Example of Profit Before Tax
From the following mentioned below are the details of Amazon Inc. sales revenue of $1,00,000, cost of goods sold of $40,000, selling and general expenses of $10,000, depreciation and amortization$2,000 other expenses of $15,000, an interest charge of $5,000. Non-recurring income $20,000. Income tax expenses $5,400
Determine profit before tax for the period.
Solution:
Profit before tax can be derived as follows: –
PBT = Revenue from Operating Activities + Revenue from Non-Operating Activities – Cost of Goods Sold – Operating Expenses – Non-Operating Expenses
Particulars | Amount ($) |
Sales Revenue | 1,00,000 |
Cost of Goods Sold | 40,000 |
Gross Profit | 60,000 |
Less:- Operating Expenses | |
Selling and General Expenses | 10,000 |
Depreciation and Amortization | 2,000 |
Other Expenses | 15,000 |
Total Operating Expenses | 27,000 |
Operating Profit | 33,000 |
Add: | |
Non-Recurring Income | 20,000 |
Earning Before Interest and Tax | 53,000 |
Less: Non-Operating Expenses | |
Interest Expenses | 5,000 |
Profit Before Tax | 48,000 |
Therefore, the profit before tax of Amazon Inc is $48,000. Income tax expenses are not considered for PBT calculation; therefore, $5,400 expenses are ignored.
Importance of Profit Before Tax
It is one of the most important indicators of a company’s performance as it takes notes of all the expenses incurred by the company. It provides external and internal stakeholders information regarding performance during an accounting period. As it excludes tax which could make data non-comparable in a different state, the country might have a different taxation structure. Therefore, PBT becomes a better source of performance indicator. Profit before tax depicts actual accrued profits, whether realized in cash or not. Various stakeholders widely use this term to conduct financial statement analysis, trend analysis, determine a company’s growth performance, etc.
Advantages
Some of the advantages are given below:
- It helps companies analyze the businesses with the same characteristics, businesses, and scale on a comparative basis.

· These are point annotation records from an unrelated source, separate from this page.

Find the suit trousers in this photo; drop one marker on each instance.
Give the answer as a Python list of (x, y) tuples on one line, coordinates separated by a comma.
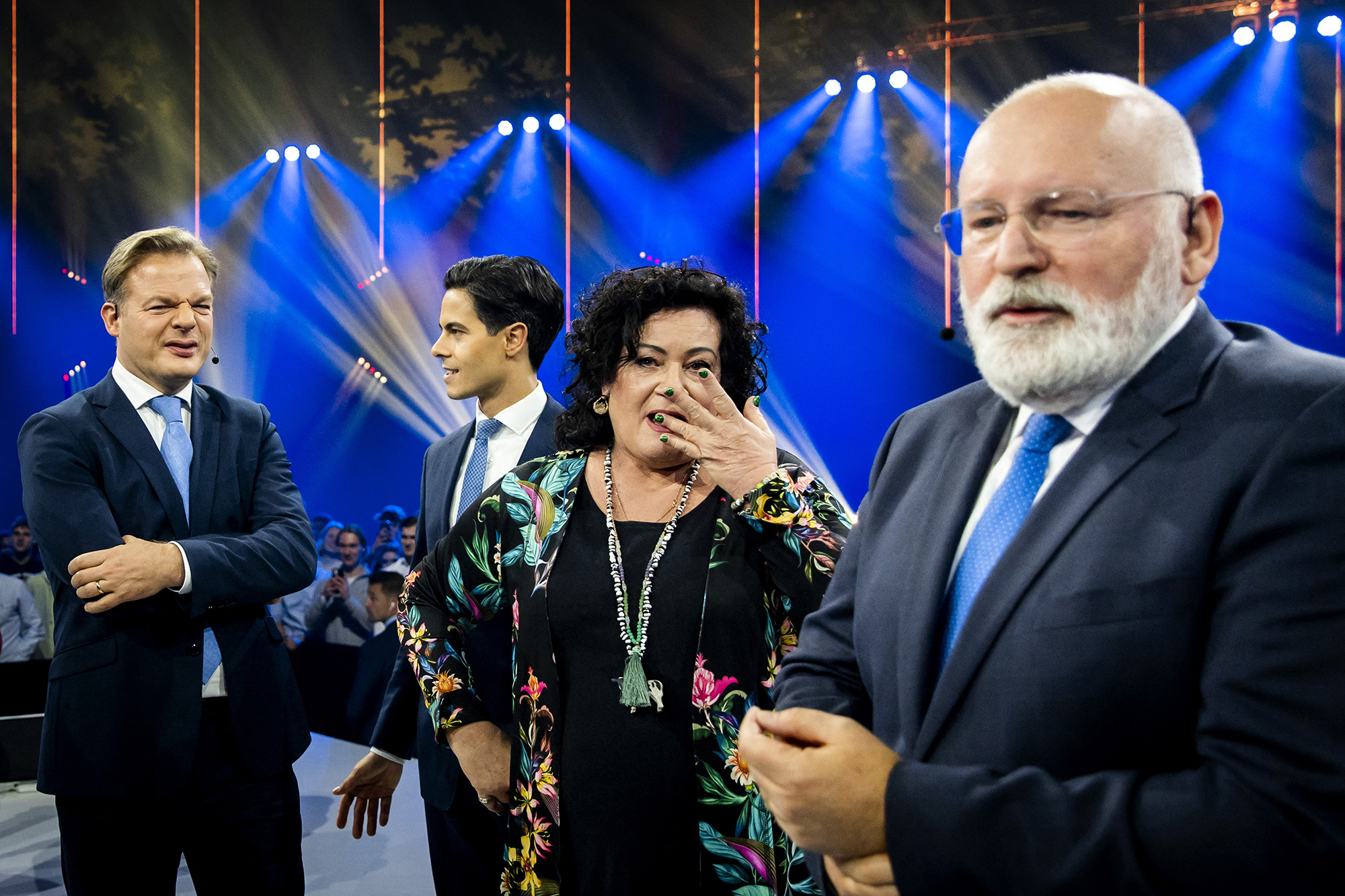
[(466, 845), (241, 834)]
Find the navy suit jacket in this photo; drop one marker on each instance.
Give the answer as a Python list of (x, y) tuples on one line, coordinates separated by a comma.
[(1149, 693), (404, 727), (124, 693)]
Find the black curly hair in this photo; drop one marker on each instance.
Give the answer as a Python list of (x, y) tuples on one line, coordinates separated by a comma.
[(609, 334)]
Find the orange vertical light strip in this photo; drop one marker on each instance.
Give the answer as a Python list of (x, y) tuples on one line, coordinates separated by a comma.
[(948, 161), (567, 166), (383, 114), (14, 167), (757, 161), (1141, 44), (197, 124)]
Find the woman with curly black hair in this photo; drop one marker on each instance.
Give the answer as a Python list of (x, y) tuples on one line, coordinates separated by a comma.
[(657, 573)]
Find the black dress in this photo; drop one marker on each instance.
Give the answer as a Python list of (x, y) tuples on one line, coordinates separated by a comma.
[(627, 780)]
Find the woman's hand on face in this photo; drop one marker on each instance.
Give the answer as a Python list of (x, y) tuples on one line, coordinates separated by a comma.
[(484, 751), (736, 448)]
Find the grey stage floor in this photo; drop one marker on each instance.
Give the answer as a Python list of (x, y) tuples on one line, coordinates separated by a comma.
[(395, 861)]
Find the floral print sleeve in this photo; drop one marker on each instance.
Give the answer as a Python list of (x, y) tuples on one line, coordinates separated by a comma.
[(457, 587), (805, 526)]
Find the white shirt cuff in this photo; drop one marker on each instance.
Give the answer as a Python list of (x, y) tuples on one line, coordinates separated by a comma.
[(186, 572)]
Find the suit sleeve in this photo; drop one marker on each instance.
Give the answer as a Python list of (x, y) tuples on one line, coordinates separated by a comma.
[(63, 495), (1264, 811), (275, 557), (805, 529), (455, 588), (824, 673)]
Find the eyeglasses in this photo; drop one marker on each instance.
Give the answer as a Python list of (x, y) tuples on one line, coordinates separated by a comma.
[(1061, 218)]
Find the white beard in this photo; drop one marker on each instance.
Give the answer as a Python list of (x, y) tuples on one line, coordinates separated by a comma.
[(1061, 365)]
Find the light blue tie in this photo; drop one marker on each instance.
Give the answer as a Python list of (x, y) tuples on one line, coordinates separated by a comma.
[(1008, 507), (177, 451), (474, 479)]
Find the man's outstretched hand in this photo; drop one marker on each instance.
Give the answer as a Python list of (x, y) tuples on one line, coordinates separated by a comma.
[(369, 786)]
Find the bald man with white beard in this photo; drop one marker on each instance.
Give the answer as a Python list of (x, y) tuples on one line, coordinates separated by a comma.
[(1087, 634)]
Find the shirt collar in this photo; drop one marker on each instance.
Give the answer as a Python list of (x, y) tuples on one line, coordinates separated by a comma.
[(1087, 417), (141, 392), (523, 413)]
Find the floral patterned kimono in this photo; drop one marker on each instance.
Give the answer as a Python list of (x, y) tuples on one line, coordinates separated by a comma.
[(774, 551)]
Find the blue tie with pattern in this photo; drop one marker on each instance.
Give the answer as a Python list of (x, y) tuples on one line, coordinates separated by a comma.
[(474, 479), (1008, 507), (177, 451)]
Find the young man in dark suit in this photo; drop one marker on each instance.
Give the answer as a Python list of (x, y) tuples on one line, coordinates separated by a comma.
[(1094, 608), (498, 319), (169, 520)]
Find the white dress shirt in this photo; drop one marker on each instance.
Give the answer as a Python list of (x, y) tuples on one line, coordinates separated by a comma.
[(1083, 420), (505, 448), (141, 393)]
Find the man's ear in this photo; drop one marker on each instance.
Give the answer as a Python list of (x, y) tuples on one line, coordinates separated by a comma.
[(516, 339), (111, 319)]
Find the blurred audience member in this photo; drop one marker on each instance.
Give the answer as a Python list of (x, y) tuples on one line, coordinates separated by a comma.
[(22, 560), (338, 614), (329, 556), (41, 588), (21, 624), (376, 657)]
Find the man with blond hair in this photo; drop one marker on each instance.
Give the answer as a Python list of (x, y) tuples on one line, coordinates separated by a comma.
[(169, 520), (1087, 634)]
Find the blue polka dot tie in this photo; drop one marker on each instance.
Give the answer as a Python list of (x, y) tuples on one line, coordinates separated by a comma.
[(177, 451), (1008, 507), (474, 479)]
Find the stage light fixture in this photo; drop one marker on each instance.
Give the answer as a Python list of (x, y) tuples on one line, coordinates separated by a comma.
[(1284, 19), (1246, 22)]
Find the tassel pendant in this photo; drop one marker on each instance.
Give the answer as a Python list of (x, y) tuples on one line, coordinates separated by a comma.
[(636, 688)]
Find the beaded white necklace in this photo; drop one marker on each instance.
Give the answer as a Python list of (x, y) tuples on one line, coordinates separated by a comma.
[(636, 686)]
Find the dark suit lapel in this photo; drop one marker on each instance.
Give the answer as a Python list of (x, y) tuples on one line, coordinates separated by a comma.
[(123, 421), (205, 459), (964, 469), (1136, 425)]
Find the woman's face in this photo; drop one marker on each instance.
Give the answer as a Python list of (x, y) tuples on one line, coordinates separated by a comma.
[(675, 346)]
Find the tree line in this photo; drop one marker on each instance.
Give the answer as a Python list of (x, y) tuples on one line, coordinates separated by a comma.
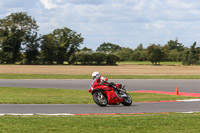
[(20, 42)]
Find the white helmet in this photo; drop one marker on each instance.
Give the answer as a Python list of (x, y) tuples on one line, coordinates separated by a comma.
[(95, 74)]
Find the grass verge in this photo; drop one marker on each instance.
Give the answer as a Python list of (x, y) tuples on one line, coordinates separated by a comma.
[(16, 95), (149, 63), (66, 76), (149, 123)]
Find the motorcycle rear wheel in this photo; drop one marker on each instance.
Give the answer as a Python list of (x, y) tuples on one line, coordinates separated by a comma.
[(127, 101), (100, 99)]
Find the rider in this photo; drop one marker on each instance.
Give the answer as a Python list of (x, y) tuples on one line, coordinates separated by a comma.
[(101, 80)]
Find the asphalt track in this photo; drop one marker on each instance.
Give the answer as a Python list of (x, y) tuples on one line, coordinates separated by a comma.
[(192, 86)]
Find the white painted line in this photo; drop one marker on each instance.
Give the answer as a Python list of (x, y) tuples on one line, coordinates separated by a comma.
[(35, 114), (189, 100), (16, 114), (54, 114), (190, 112)]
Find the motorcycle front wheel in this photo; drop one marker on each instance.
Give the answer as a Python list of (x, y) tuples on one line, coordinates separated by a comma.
[(127, 101), (100, 99)]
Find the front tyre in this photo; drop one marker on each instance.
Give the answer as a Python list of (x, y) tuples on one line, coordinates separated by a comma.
[(100, 99), (127, 101)]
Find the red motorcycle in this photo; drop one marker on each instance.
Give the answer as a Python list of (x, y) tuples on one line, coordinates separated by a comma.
[(109, 93)]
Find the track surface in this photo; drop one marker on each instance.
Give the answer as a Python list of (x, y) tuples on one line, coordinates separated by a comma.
[(192, 86), (92, 108)]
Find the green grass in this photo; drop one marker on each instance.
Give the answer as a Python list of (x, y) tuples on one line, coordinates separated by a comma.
[(16, 95), (65, 76), (149, 63), (149, 123)]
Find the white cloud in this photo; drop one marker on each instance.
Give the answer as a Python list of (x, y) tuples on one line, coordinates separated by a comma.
[(124, 22), (49, 4)]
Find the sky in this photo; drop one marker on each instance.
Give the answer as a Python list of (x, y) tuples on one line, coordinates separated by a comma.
[(123, 22)]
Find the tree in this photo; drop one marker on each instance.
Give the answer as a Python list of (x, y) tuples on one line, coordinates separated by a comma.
[(154, 54), (32, 51), (108, 48), (65, 42), (192, 56), (124, 54), (48, 48), (99, 58), (175, 45), (15, 31), (86, 50), (139, 54), (112, 59)]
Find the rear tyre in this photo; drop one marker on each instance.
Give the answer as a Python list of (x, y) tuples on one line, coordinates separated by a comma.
[(127, 101), (100, 99)]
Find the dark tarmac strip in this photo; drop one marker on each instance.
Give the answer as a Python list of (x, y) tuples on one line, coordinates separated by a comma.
[(185, 85), (92, 108)]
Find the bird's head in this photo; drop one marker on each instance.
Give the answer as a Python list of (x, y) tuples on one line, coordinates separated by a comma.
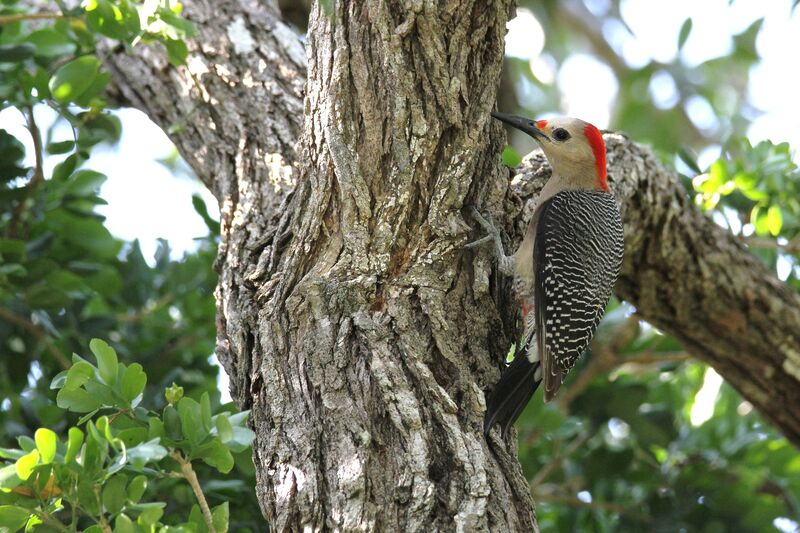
[(573, 147)]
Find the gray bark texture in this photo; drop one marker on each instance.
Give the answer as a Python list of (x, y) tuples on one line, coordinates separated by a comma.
[(351, 320)]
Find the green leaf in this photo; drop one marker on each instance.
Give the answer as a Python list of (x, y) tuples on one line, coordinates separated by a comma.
[(172, 423), (205, 411), (51, 43), (114, 493), (85, 183), (26, 443), (13, 518), (26, 464), (137, 487), (74, 78), (14, 53), (78, 375), (220, 517), (59, 380), (224, 428), (173, 394), (216, 454), (106, 361), (46, 442), (191, 422), (177, 51), (150, 513), (123, 524), (683, 34), (148, 452), (74, 443), (133, 382), (774, 220), (8, 477), (77, 400), (64, 169)]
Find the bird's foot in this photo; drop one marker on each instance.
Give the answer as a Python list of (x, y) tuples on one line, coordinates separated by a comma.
[(493, 234)]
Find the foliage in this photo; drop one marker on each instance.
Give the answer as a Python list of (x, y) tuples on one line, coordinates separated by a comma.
[(620, 452), (99, 475), (64, 279)]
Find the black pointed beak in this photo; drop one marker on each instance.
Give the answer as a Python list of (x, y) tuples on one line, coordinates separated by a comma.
[(523, 124)]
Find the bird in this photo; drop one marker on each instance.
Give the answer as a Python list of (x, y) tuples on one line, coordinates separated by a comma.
[(564, 270)]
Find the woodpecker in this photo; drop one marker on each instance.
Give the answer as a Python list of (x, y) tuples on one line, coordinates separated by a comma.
[(565, 268)]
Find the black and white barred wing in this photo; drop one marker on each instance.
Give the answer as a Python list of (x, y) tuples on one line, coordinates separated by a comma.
[(577, 255)]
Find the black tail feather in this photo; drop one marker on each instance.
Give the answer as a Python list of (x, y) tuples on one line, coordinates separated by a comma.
[(511, 394)]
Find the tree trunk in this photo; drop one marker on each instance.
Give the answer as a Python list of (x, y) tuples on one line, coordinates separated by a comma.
[(351, 320), (696, 281)]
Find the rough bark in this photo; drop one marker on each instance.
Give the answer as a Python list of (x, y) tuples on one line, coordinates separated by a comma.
[(696, 281), (351, 320), (371, 397)]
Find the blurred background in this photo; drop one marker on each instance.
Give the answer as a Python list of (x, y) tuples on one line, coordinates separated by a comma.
[(642, 438)]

- Profit after tax can mislead an organization’s comparative performance due to its subjectivity to different tax systems, and therefore PBT emerges as a better analysis medium.
- It is more inclined towards performance measurement rather than profitability calculation.
Disadvantages
Some of the disadvantages are given below:
- PBT is not a restorative measure for comparison purposes if the business’s operations are not similar in nature and scale.
- It does not consider tax, which may mislead the statements as the company’s profits may be eligible for the tax benefits.
- Also, it does not reflect on cash profits generated during the accounting period. Sometimes, the organization may be more interested in knowing its cash position than profitability.
Conclusion
Profit before tax is an important financial terminology. It considers every transaction accounted for during an accounting period except a tax for measuring business performance. PBT analysis always considers different expense recognition principles in different businesses. For an investor, profit before taxes is an important measure of comparing business performance under different economic conditions with different tax rates. Although other financial measures are more commonly used, like PAT, EBIT, and operating profit, depending on the requirement, the interested stakeholder may use PBT for their calculations.